Terció doña Irene diciendo:

—No griten, padrecitos, por Dios! que, si oye mi marido, puede formarse un escándalo e imponerse de todo el vecindario...

—Por usted, señora, me callaré.

—Por usted, señora, me trago la lengua.

No sé qué componendas hicieron aquellas tres buenas personas, que dieron por terminado el litijio, continuando con el ponche, al cual el carnicero hacía sus cariñitos cada vez que venia a presentar sus respetos a sus honorables huéspedes.

El padre maestro bendijo treinta cuelgas de sebo, las mismas con que aquella noche empezó a alumbrarse don Martin, quien al dia siguiente no vió el sol ni claridad ninguna, nó porque tuvieran lugar las pronosticadas tinieblas, sino porque el ponche no lo dejó mover patita en todo el santo dia.

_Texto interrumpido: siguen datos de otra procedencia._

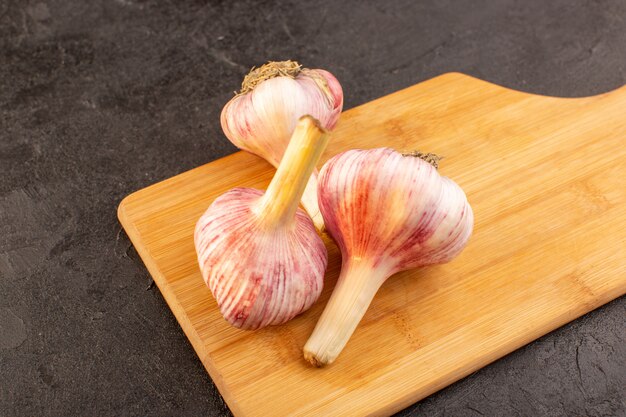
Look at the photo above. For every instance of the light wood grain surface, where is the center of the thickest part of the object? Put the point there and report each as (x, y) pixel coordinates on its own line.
(546, 178)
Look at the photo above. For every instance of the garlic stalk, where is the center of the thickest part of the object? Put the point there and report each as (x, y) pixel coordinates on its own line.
(388, 212)
(261, 118)
(260, 254)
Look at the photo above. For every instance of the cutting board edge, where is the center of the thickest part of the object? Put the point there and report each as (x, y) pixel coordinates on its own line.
(453, 75)
(127, 219)
(172, 302)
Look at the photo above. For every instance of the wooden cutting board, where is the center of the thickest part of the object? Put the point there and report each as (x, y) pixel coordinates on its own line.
(546, 178)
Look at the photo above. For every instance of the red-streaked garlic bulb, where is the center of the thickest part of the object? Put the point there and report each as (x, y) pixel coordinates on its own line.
(261, 118)
(388, 212)
(260, 254)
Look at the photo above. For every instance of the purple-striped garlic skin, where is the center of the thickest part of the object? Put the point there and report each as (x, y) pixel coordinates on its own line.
(258, 276)
(262, 119)
(387, 212)
(393, 209)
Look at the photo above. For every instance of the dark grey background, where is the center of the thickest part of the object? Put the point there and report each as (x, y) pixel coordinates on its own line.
(101, 98)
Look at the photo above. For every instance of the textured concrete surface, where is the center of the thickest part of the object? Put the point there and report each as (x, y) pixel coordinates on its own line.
(101, 98)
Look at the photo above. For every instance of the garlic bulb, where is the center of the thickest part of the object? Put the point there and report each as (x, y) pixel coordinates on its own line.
(260, 254)
(388, 212)
(261, 118)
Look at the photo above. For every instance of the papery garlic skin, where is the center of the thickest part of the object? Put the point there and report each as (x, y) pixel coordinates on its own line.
(387, 212)
(262, 120)
(259, 254)
(252, 273)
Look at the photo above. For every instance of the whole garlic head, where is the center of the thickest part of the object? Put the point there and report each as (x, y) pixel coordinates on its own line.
(260, 254)
(262, 117)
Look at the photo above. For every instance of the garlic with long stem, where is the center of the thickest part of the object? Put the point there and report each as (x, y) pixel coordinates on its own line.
(388, 212)
(259, 253)
(261, 118)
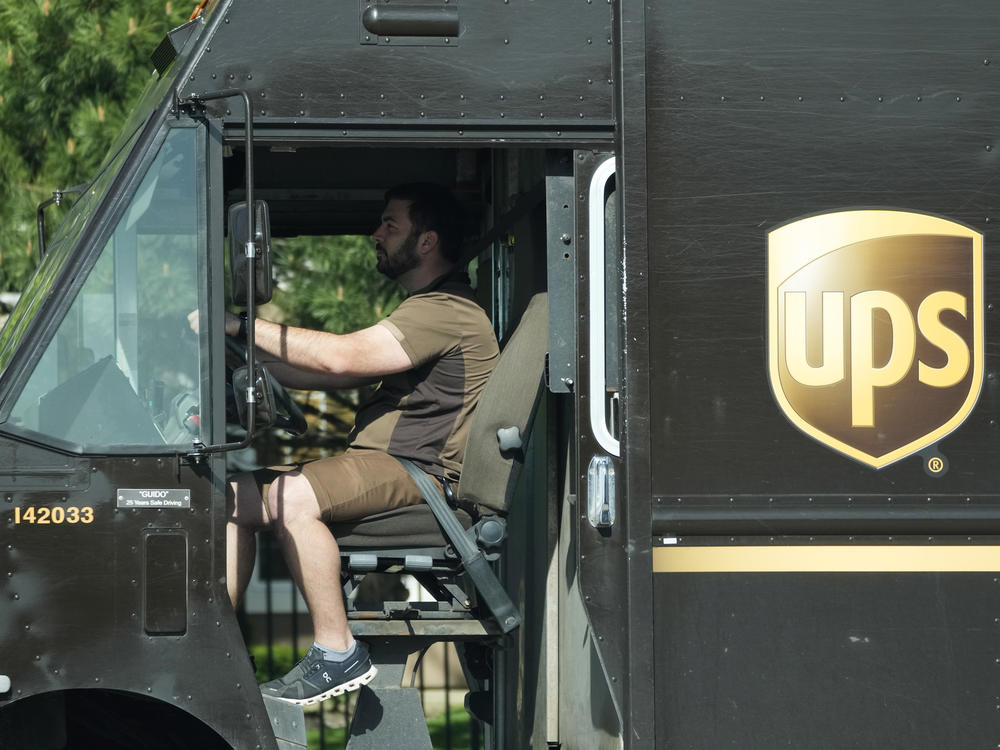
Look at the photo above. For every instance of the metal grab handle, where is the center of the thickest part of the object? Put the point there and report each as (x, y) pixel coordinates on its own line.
(596, 271)
(411, 20)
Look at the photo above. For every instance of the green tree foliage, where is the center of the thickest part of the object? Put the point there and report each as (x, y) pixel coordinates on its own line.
(330, 283)
(69, 71)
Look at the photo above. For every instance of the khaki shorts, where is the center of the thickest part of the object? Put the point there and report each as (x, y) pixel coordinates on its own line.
(356, 484)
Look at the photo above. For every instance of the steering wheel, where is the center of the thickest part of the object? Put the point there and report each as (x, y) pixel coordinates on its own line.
(289, 416)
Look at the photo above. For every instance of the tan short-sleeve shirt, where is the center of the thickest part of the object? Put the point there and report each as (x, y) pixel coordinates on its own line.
(423, 414)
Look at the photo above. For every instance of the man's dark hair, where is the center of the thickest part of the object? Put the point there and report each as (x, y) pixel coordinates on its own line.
(434, 208)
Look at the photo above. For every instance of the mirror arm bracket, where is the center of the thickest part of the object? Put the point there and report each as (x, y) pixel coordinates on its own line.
(251, 252)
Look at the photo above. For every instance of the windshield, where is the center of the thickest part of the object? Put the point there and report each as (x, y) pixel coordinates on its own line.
(124, 369)
(58, 253)
(79, 215)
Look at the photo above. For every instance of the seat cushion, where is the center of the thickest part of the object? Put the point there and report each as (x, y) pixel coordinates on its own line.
(410, 526)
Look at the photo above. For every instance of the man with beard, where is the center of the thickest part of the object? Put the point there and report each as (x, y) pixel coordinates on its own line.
(433, 355)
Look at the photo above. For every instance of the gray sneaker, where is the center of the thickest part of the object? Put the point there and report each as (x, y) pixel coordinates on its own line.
(315, 679)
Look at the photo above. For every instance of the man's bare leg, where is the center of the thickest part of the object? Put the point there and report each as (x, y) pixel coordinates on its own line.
(312, 556)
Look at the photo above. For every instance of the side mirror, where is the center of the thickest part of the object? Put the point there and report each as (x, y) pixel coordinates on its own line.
(265, 412)
(239, 264)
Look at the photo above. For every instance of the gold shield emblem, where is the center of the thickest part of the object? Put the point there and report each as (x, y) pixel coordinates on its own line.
(875, 329)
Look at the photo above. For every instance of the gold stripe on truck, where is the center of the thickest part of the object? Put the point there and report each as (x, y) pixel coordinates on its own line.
(827, 559)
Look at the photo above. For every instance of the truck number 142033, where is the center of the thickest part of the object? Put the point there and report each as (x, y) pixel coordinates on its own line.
(43, 514)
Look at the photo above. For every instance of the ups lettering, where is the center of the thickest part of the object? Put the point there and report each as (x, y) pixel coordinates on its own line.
(875, 329)
(866, 374)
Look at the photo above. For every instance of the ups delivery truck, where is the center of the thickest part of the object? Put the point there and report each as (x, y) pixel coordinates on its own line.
(759, 501)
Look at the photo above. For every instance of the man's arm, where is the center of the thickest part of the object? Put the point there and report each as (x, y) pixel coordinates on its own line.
(368, 354)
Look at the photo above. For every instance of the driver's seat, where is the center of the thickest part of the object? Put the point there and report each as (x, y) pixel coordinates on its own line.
(438, 541)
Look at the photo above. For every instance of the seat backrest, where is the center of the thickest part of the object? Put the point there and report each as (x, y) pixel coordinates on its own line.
(502, 421)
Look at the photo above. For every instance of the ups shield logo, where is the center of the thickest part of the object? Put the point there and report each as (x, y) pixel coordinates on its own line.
(875, 329)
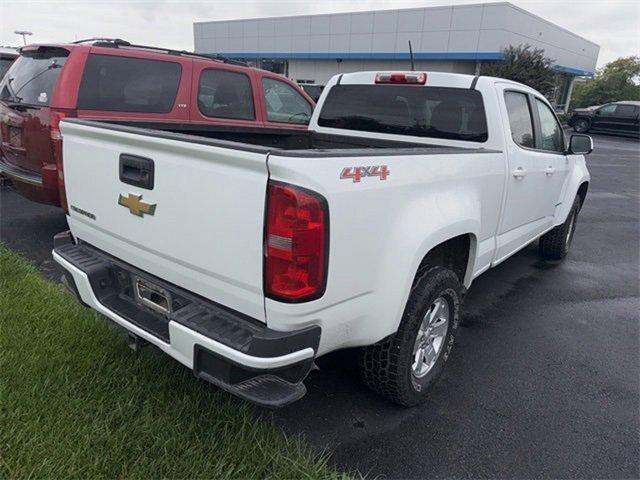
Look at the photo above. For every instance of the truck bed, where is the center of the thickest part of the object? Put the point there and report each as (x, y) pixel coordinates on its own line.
(282, 142)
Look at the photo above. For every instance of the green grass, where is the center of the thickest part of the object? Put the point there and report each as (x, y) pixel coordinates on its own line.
(75, 401)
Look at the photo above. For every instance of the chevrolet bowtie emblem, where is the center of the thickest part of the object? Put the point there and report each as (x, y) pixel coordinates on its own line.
(135, 205)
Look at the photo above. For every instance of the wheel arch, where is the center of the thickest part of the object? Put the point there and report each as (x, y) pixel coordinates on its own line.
(456, 253)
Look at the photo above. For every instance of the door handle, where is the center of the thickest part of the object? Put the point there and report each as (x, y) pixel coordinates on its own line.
(519, 173)
(136, 171)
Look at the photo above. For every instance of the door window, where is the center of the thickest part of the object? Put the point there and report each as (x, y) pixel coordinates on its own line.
(608, 110)
(122, 84)
(225, 94)
(520, 119)
(551, 132)
(626, 111)
(284, 103)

Las libaciones continuaron hasta la media noche siguiente, hora en que los padrecitos armaron, al compas de los ronquidos del carnicero, tal marimorena que, temiendo yo que corrieran palos por mis costillas, tomé la cuerda resolucion de irme de la casa por donde los frailes habian venido.

Una vez en la calle, me encomendé al alma de Cuatro-Remos, i emplumé a trote largo por la calle de Santa Rosa.

¿Adónde me dirijia?

Mis amos, apesar de sobrarles la carne, me ha han castigado con un ayuno forzado, sin ser vijilia.